The asynchronous storage replication can also be used but it is possible that during a takeover the changes that were made last may be lost. In some application scenarios, this loss can be accepted, in others not. SAP suggests you use synchronous replication as it gives more performance and even the slightest chance of data loss is removed. Due to continuous replication it offers a better RPO than backup but it requires a high bandwidth and low latency connection between the primary and the secondary site. This can be mainly used for recovery from local storage corruption or recovery after a disaster.
Figure6 – Storage Replication
SAP HANA system replication ships all data to a secondary system located at another site. Once SAP HANA system replication is enabled, each server process on the secondary system establishes a connection with its primary counterpart and requests a snapshot of the data (Figure 7). Further all logged changes in the primary system are replicated continuously to secondary system. Each persisted. Transaction persistence to disk log in the primary system is sent to the secondary system. A transaction in the primary system is not committed before the logs are replicated.There are different options available:
- Synchronous: The primary system does not commit the transaction until the secondary system sends an acknowledgement to the primary system as soon as data is received and persisted.
- Synchronous in memory: The primary system does not commit the transaction until the secondary system sends an acknowledgement to the primary as soon as data is received.
- Asynchronous: As per the design of asynchronous replication, the primary does not wait until the secondary sends an acknowledgement.
- Synchronous full sync – The synchronous option is executed with a full sync option.

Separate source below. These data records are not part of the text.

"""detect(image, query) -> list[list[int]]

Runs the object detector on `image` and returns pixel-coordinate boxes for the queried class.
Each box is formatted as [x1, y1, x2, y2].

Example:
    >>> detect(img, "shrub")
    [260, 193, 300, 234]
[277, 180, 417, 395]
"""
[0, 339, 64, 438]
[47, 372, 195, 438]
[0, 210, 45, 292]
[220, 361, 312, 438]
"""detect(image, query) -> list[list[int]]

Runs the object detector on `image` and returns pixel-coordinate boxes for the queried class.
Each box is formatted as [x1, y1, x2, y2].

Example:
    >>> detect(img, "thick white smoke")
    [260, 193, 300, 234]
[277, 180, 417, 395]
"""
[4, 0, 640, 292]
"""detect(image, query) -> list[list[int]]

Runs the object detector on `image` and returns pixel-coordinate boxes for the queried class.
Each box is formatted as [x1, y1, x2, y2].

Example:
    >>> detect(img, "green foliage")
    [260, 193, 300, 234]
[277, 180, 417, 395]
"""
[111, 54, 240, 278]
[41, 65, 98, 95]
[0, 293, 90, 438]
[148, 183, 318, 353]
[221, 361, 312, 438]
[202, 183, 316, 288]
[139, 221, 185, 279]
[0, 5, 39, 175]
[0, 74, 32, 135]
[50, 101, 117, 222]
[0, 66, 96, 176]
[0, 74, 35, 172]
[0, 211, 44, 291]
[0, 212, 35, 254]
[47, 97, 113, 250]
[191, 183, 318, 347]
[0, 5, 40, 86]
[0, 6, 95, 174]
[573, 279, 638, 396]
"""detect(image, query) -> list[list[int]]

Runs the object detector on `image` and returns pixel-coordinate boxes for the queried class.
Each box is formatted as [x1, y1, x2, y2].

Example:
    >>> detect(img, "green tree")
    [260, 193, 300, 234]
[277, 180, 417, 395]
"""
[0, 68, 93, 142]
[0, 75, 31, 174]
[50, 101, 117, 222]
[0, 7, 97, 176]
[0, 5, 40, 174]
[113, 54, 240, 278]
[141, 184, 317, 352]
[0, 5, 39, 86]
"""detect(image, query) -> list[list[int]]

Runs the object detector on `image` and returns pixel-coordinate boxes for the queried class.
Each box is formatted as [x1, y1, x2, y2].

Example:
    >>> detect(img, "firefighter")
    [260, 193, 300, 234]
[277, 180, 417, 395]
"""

In a full sync operation, transaction processing on the primary site is blocked. No transaction will be committed on the primary server before being committed on the secondary server when the secondary site is currently not connected, and newly created log buffers cannot be shipped to the secondary site. This behavior ensures that no transaction can be locally committed without shipping to the secondary site.
SAP HANA system replication has less RTO and is faster than storage replication. SAP suggests you use synchronous replication as there can be a data loss during asynchronous replication.
Figure7 – System replication
The main benefits of system replication are as follows
- The secondary system can be used during planned downtime of the primary system
- The secondary system can be used during a software fault in the primary system
- The secondary system can be used during a disaster
- The secondary system can be used during a crash of the primary system
The log entries in the secondary system are executed continuously, immediately after they have been received. This means that the secondary system can take over with virtually no delay, if the primary system fails. This replication solution offers a low RPO and RTO to the customers
OK, this could be considered a short synopsis of the standard documentation. But why doesn't it provide any additional information?
Why not include practical experiences or tips to use the described ideas about the whole backup & recovery topic in real life?
Also attributing the source of the diagrams would be nice and fair to the original authors.
This is not a particularly bad article, but with only a little effort you could greatly improve it. Why don't you?